Word search

class Solution:
    def exist(self, board: List[List[str]], word: str) -> bool:


        found = False
        rows, cols = len(board), len(board[0])
        used = set()
        def dfs(i, j, index):
            nonlocal found
            if index == len(word):
                found = True
                return
            if found:
                return
            if i < 0 or j < 0 or i >= rows or j >= cols:
                return
            if board[i][j] != word[index]:
                return
            if (i, j) in used:
                return

            used.add((i, j))

            for drow, dcol in [(1, 0), (0, 1), (-1, 0), (0, -1)]:
                dfs(i - drow, j - dcol, index + 1)

            used.remove((i, j))

        for i in range(rows):
            for j in range(cols):
                dfs(i, j, 0)
                if found:
                    return True
        return False

Word Search

Given an m x n grid of characters board and a string word, return true if word exists in the grid.

The word can be constructed from letters of sequentially adjacent cells, where adjacent cells are horizontally or vertically neighboring.
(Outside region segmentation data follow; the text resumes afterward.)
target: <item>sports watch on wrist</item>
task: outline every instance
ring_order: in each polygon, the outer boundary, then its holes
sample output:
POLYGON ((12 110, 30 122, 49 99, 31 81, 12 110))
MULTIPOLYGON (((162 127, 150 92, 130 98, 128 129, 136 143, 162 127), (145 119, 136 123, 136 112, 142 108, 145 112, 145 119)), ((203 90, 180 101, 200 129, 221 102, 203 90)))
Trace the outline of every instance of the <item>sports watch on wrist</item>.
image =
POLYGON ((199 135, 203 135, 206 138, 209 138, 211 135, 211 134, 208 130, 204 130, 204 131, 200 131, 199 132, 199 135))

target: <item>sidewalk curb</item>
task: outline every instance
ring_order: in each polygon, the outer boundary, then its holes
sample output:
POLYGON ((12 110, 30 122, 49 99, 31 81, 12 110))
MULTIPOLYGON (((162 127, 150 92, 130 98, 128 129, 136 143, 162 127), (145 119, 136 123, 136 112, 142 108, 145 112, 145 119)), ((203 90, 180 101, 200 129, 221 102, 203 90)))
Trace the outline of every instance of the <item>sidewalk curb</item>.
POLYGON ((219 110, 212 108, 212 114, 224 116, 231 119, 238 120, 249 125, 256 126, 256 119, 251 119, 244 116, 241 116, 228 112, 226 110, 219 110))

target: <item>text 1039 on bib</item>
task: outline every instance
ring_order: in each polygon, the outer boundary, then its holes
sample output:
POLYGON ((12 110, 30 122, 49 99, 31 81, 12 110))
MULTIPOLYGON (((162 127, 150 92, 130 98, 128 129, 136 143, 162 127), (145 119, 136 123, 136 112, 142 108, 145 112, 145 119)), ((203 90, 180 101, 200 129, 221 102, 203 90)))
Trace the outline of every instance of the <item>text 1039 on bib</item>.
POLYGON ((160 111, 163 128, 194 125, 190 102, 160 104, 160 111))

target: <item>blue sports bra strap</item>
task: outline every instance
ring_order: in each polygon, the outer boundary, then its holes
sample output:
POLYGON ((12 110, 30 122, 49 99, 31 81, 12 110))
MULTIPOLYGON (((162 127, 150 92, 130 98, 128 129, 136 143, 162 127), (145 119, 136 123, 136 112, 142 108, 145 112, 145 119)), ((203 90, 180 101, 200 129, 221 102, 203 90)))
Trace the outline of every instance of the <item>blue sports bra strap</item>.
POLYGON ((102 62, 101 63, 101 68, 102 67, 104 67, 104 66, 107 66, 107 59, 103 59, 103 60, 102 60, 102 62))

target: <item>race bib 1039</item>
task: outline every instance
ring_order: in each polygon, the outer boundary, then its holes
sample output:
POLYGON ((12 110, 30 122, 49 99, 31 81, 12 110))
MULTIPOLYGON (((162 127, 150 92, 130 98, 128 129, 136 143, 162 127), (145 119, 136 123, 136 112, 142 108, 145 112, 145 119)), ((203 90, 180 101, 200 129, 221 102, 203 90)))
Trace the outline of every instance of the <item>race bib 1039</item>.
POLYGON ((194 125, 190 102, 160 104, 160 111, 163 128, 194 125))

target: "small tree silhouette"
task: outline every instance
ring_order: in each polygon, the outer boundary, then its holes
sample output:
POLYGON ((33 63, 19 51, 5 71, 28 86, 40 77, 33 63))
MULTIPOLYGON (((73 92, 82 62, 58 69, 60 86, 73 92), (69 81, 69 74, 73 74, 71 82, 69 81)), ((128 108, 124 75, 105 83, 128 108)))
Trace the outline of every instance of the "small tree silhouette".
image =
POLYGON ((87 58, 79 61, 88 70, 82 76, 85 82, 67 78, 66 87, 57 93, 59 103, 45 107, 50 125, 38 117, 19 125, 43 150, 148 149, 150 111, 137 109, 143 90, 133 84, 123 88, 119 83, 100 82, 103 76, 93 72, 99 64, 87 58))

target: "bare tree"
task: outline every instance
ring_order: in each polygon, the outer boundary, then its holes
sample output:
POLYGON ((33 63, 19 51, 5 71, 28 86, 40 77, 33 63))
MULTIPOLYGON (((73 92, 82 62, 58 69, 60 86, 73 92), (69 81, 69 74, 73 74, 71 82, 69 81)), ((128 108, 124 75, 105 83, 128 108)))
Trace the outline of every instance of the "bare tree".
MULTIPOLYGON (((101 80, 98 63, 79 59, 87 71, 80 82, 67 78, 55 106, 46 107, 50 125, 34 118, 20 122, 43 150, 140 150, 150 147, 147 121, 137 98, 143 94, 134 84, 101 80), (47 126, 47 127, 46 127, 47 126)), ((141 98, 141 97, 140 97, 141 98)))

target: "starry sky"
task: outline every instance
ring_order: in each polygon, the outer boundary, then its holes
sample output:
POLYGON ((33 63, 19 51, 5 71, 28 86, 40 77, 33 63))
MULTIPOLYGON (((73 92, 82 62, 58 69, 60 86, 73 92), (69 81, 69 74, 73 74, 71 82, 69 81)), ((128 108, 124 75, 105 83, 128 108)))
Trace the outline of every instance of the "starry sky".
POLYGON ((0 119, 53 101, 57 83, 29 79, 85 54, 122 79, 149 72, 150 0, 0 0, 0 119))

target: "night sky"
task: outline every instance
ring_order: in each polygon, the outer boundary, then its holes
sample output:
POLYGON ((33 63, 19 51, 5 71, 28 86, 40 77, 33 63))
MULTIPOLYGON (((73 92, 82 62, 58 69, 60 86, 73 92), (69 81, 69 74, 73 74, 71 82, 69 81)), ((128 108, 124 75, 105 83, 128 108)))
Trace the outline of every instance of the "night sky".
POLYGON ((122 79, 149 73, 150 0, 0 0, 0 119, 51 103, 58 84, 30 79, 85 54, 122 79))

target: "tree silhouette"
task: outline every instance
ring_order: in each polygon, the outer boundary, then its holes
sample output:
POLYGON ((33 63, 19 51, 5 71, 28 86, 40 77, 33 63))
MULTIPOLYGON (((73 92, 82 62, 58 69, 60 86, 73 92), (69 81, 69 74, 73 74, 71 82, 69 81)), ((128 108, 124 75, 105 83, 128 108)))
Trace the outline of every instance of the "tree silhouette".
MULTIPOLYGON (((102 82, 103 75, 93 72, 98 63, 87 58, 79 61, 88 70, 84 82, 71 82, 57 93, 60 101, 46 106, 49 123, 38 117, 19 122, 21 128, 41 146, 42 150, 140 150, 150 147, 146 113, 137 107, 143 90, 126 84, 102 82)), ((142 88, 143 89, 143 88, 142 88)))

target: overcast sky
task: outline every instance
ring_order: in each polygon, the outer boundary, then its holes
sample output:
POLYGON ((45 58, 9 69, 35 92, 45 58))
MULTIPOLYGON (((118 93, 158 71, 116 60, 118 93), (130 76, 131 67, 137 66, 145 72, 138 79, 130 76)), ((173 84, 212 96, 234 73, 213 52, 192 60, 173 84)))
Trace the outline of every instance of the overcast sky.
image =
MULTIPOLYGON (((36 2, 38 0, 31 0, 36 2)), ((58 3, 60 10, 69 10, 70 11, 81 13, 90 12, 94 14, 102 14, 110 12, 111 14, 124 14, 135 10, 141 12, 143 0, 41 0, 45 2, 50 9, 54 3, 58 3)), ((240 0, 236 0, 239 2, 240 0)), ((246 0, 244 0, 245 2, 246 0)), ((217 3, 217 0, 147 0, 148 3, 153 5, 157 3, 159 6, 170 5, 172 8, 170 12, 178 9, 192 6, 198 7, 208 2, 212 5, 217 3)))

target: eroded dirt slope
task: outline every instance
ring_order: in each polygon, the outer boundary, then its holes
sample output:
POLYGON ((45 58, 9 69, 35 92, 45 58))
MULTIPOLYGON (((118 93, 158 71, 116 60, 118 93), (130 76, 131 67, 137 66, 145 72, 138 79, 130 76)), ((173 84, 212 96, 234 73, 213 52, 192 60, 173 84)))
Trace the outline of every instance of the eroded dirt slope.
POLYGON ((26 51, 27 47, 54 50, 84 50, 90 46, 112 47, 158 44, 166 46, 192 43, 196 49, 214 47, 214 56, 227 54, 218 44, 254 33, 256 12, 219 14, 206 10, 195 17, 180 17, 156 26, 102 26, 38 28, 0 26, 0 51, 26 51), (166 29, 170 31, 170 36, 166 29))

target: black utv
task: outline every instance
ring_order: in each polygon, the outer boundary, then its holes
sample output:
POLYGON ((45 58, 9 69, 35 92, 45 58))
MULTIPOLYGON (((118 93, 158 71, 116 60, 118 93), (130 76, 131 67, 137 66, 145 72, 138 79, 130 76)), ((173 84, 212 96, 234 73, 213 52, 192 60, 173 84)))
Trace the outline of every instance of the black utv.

The same letter cell may not be used more than once.

Example 1:

Input: board = [["A","B","C","E"],["S","F","C","S"],["A","D","E","E"]], word = "ABCCED"
Output: true

Example 2:

Input: board = [["A","B","C","E"],["S","F","C","S"],["A","D","E","E"]], word = "SEE"
Output: true

Example 3:

Input: board = [["A","B","C","E"],["S","F","C","S"],["A","D","E","E"]], word = "ABCB"
Output: false

Constraints:

m == board.length
n = board[i].length
1 <= m, n <= 6
1 <= word.length <= 15
board and word consists of only lowercase and uppercase English letters.

Follow up: Could you use search pruning to make your solution faster with a larger board?